Turning his attention away from wholesale markets, Mr MacRae now sells fish to local restaurants and wineries as well as direct to the public at the Queen Victoria Market.

"You try and have a variety of income streams to cover yourself; when the tourists are quiet, you still go to the markets to sell to and vice versa," he said.

"It spreads the risk a bit."

But the coronavirus lockdown has slashed Buxton Trout & Salmon's tourism turnover by 80pc and Mr MacRae is once again refocusing his business, selling wood-smoked fish and caviar directly as well as helping farmers stock their dams.

"Farmers stocking up their dams has been a huge thing in the last couple of months, with people wanting to get a bit self-sufficient," he said.

"People putting in veggie gardens are stocking up all their dams with trout as well."

How to stock farm dams with trout

While difficult to farm commercially in less than perfect conditions, rainbow trout are much more robust in the lower densities used to stock farm dams, Mr MacRae said.

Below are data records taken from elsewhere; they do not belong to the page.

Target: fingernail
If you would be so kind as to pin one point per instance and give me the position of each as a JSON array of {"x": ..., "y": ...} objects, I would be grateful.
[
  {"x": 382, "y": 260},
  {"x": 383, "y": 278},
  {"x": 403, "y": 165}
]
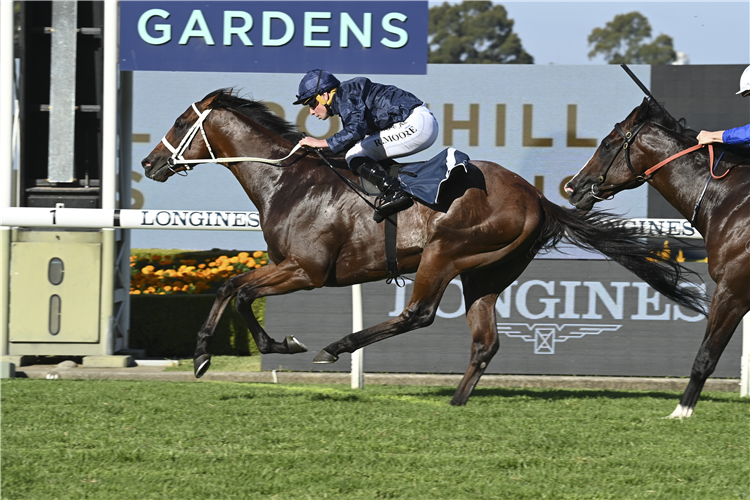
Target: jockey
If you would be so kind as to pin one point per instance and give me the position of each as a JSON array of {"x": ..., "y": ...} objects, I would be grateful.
[
  {"x": 738, "y": 135},
  {"x": 378, "y": 122}
]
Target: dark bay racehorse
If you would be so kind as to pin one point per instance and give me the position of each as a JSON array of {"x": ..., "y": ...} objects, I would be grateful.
[
  {"x": 719, "y": 210},
  {"x": 489, "y": 226}
]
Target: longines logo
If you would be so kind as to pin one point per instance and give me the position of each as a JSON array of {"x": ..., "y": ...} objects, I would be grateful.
[
  {"x": 548, "y": 312},
  {"x": 546, "y": 335}
]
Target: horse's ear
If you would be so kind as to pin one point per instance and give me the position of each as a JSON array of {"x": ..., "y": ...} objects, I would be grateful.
[{"x": 643, "y": 109}]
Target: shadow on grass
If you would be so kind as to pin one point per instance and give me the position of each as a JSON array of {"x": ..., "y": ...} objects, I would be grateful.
[{"x": 562, "y": 394}]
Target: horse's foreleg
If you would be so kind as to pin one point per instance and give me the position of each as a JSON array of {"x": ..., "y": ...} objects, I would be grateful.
[
  {"x": 244, "y": 306},
  {"x": 264, "y": 281},
  {"x": 726, "y": 313}
]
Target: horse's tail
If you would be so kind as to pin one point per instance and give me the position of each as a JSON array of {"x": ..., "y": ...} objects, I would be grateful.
[{"x": 625, "y": 244}]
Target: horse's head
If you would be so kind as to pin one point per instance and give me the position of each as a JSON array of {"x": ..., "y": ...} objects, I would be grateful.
[
  {"x": 183, "y": 141},
  {"x": 610, "y": 170}
]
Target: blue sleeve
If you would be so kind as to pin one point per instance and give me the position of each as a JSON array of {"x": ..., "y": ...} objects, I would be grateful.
[
  {"x": 739, "y": 135},
  {"x": 352, "y": 111}
]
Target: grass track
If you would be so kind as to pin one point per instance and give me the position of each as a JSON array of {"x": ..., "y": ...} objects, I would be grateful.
[{"x": 208, "y": 440}]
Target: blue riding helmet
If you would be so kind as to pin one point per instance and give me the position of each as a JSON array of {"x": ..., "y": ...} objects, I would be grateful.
[{"x": 314, "y": 83}]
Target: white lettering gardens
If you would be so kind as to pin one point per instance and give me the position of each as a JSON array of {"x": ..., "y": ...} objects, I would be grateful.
[{"x": 274, "y": 29}]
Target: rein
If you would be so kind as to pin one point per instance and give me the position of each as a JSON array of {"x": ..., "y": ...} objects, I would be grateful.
[
  {"x": 629, "y": 137},
  {"x": 179, "y": 151}
]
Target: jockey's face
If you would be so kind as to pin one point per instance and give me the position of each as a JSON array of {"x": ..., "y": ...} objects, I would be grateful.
[{"x": 319, "y": 110}]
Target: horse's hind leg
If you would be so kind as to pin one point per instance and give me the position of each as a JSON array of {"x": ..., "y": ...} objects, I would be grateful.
[
  {"x": 432, "y": 278},
  {"x": 481, "y": 289},
  {"x": 727, "y": 311}
]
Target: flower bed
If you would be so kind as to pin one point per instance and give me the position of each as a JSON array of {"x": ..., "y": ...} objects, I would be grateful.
[
  {"x": 172, "y": 293},
  {"x": 188, "y": 272}
]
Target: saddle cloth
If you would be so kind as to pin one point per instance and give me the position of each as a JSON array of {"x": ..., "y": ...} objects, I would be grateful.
[{"x": 423, "y": 180}]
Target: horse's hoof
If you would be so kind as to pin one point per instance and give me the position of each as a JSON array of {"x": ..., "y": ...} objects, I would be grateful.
[
  {"x": 324, "y": 358},
  {"x": 294, "y": 345},
  {"x": 201, "y": 365}
]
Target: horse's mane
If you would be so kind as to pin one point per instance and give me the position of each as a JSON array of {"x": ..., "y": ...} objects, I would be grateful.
[
  {"x": 256, "y": 111},
  {"x": 657, "y": 114}
]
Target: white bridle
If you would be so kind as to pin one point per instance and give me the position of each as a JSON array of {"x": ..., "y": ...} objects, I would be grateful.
[{"x": 179, "y": 151}]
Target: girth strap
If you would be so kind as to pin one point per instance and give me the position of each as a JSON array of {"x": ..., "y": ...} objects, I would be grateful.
[{"x": 391, "y": 261}]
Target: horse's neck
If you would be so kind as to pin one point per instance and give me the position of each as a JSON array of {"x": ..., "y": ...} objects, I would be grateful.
[
  {"x": 680, "y": 181},
  {"x": 259, "y": 180}
]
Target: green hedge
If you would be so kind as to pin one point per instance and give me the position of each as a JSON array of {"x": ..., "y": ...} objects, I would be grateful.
[{"x": 166, "y": 326}]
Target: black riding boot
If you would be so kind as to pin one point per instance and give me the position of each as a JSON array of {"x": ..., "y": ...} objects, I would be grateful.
[{"x": 395, "y": 198}]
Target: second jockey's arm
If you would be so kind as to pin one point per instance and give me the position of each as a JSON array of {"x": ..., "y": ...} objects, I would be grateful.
[
  {"x": 706, "y": 137},
  {"x": 312, "y": 142}
]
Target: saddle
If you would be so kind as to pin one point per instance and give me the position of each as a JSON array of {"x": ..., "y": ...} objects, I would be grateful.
[{"x": 422, "y": 180}]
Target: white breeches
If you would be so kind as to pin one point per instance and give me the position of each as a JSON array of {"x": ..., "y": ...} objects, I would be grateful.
[{"x": 417, "y": 133}]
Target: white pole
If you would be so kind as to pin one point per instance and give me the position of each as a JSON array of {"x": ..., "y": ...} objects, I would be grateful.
[
  {"x": 745, "y": 362},
  {"x": 94, "y": 218},
  {"x": 358, "y": 373},
  {"x": 7, "y": 70}
]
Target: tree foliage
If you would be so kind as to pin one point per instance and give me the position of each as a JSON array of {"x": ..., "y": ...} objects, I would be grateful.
[
  {"x": 623, "y": 40},
  {"x": 474, "y": 32}
]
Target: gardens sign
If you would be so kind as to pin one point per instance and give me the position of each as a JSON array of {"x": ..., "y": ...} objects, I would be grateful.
[{"x": 384, "y": 37}]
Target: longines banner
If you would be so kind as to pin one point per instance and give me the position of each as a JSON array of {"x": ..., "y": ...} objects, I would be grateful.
[
  {"x": 274, "y": 36},
  {"x": 559, "y": 318}
]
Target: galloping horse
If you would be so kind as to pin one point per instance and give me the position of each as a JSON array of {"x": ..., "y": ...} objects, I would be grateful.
[
  {"x": 635, "y": 153},
  {"x": 488, "y": 225}
]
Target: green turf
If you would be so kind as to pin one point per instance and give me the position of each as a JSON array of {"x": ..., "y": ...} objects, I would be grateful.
[
  {"x": 222, "y": 364},
  {"x": 112, "y": 440}
]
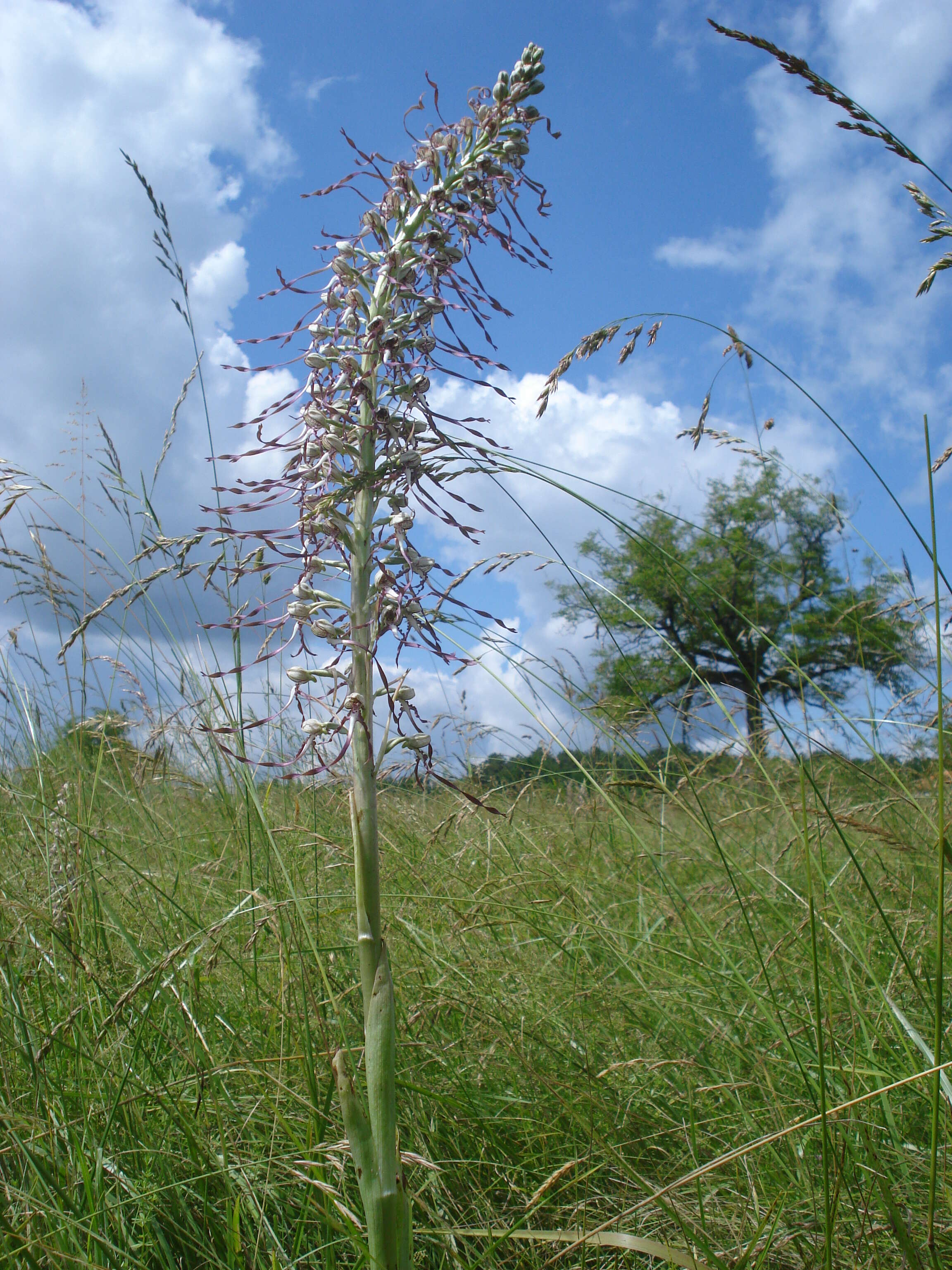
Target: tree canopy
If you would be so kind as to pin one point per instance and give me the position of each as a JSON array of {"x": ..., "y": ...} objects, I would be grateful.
[{"x": 751, "y": 600}]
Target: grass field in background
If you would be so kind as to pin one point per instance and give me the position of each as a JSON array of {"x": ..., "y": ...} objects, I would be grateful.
[{"x": 600, "y": 991}]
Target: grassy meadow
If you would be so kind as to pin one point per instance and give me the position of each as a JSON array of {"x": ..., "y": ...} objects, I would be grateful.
[{"x": 602, "y": 991}]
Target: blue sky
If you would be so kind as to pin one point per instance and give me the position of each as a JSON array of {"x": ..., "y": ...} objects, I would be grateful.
[{"x": 691, "y": 176}]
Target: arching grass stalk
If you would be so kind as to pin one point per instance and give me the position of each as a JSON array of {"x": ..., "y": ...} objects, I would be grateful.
[
  {"x": 366, "y": 445},
  {"x": 941, "y": 901}
]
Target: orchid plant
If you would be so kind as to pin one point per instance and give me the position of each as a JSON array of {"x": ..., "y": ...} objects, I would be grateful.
[{"x": 364, "y": 455}]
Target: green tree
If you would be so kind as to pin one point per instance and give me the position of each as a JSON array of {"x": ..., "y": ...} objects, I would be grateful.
[{"x": 751, "y": 600}]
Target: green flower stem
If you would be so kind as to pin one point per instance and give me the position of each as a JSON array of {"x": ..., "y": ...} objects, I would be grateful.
[{"x": 941, "y": 902}]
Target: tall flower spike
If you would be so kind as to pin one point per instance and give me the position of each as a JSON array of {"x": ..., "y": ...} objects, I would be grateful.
[{"x": 365, "y": 453}]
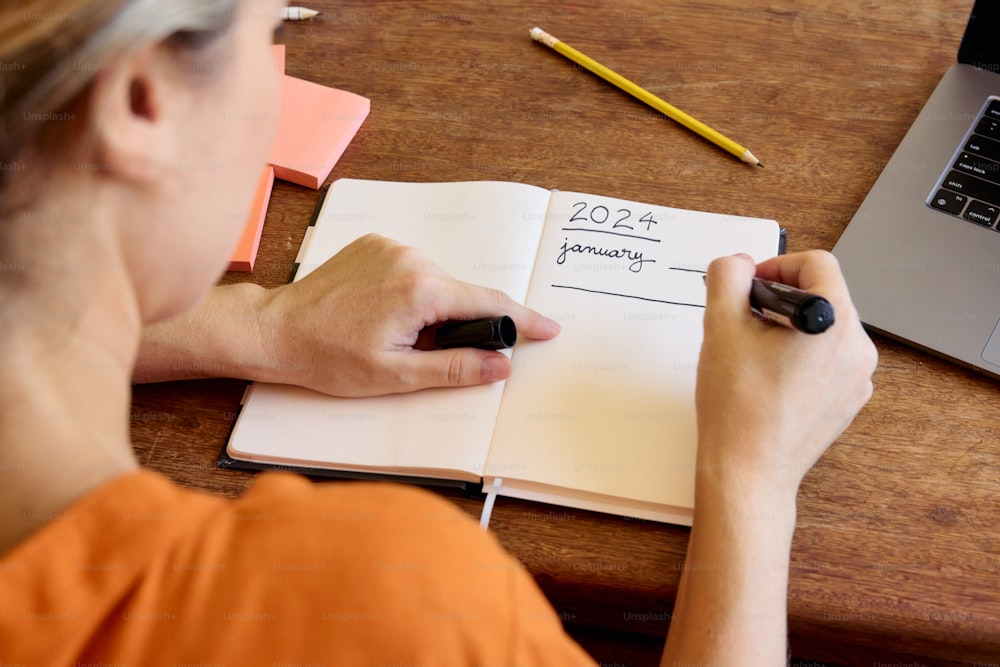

"If you're stocking a farm dam, you want to have at least a couple of metres deep water so there is some cool water in the hot spells," he said.

"You won't stock them in the same sort of density as what what we can do with the running water coming through but, usually in a decent sized farm dam, you can still put in your 100 trout.

"Obviously, you don't want any weed chemical runoff, pesticides or too much fertiliser or anything like that.

"As long as it's nice and open without too many cormorants and it's not right in the middle of a paddock where it's going to get fried over the summer, the trout will be fine."

Another option is to set up a backyard aquaponics system, which Mr MacRae said had become very popular.

"People put in a veggie garden and a fish tank and pump the water backwards and forwards between the two," he said.

The rainbow trout are sold in different sizes, including young fish about five centimetres long or 20cm long.

The 20cm fish would likely be plate size this summer, Mr MacRae said, and were easy to manage.

"We put them into plastic bags and pump them up with oxygen and they'll sit in the backseat of your car for a few hours but, once you get over about 10 inches long, they get a bit trickier to do that way," he said.